Non-profit PHC was incorporated 38 year ago, with a single clinic in Trenton. Thirty-eight years later, PHC has full service medical facilities in Catoosa, Chattooga, Dade, Polk and Walker counties.
Having been with PHC for 17 years, Allen recalled how and why the expansion to Rossville and later to the other sites came about.
The building now occupied by PHC has previously been a branch of the state's Public Health Department and had provided space for the Department of Family and Childrens Services.
But budget constraints caused the health department to close and DFCS moved to new, purpose-built offices in Rock Spring. After that, the county-owned building sat vacant for about four years with only minimal, if any, maintenance being performed, PHC officials said.
"I contacted Commissioner Bebe Heiskell," Allen said. "We had an opportunity for an expansion grant, one that would provide additional funding to hire staff."
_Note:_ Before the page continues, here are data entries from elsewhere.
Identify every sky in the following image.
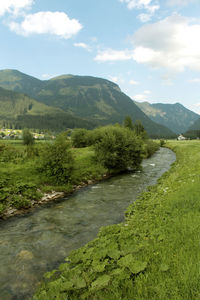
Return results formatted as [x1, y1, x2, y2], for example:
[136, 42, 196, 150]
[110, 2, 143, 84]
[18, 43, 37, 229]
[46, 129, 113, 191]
[0, 0, 200, 114]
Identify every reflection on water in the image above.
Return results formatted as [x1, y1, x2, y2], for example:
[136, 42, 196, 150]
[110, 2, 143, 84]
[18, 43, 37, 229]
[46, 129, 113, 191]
[0, 148, 175, 300]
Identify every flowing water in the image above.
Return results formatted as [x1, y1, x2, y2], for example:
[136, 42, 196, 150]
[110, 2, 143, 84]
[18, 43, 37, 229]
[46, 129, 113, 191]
[0, 148, 175, 300]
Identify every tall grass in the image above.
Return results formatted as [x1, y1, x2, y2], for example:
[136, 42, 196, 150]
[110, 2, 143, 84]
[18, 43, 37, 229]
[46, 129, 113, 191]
[34, 141, 200, 300]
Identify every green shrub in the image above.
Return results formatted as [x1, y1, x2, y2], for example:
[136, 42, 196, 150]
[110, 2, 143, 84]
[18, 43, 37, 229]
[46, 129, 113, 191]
[94, 126, 142, 172]
[0, 143, 24, 162]
[0, 203, 5, 215]
[38, 134, 74, 184]
[160, 140, 166, 147]
[71, 128, 92, 148]
[22, 129, 35, 145]
[144, 140, 160, 158]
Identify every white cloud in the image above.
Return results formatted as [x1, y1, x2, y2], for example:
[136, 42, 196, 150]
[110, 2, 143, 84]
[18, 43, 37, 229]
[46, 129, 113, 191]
[144, 90, 151, 95]
[191, 102, 200, 114]
[132, 15, 200, 72]
[167, 0, 196, 6]
[120, 0, 160, 14]
[42, 74, 58, 80]
[132, 94, 148, 101]
[9, 11, 82, 39]
[188, 78, 200, 83]
[110, 76, 119, 83]
[137, 14, 152, 23]
[0, 0, 34, 16]
[74, 43, 91, 51]
[95, 49, 132, 62]
[95, 15, 200, 73]
[129, 79, 140, 85]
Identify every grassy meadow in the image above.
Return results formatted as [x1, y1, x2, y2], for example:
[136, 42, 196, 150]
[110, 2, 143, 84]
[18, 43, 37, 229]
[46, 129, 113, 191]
[34, 141, 200, 300]
[0, 140, 107, 215]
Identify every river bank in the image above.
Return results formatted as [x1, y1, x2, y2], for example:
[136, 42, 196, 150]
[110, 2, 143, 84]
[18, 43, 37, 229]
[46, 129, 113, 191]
[0, 148, 175, 300]
[34, 141, 200, 300]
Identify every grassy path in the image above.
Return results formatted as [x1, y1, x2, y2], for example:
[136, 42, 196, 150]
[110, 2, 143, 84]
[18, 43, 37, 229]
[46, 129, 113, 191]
[34, 141, 200, 300]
Many of those being served in Trenton were not natives of Dade County, they were traveling around the mountain, and with Hutcheson hospital scaling back on its McFarland Avenue clinic, there was a growing need for medical and dental care.
Heiskell suggested the empty health department building as a possible site, "she saw there was need for health care in Rossville," with few strings attached.
Allen recalled the building's condition had deteriorated —there were serious issues with moldy walls, floors and ceilings; its roof leaked and there was some structural damage (including a breached exterior wall) — to the point that critters were its sole occupants.
A Georgia Department of Community Affairs grant allowed PHC to move into the building and expand its mission of serving the serving the underserved.
It was that roughly $400,000 grant that Commissioner Whitfield seems to reference when asserting the county paid for renovations necessary to make the building on Suggs Street useable.
Allen said the DCA grant was awarded specifically for renovation of the site. Heiskell applied for a grant that included stipulation of it being used to provide community health. The county acted as the fiscal agent for the grant that was 100 percent state funded.
"The county gave us space and got health services," Allen said.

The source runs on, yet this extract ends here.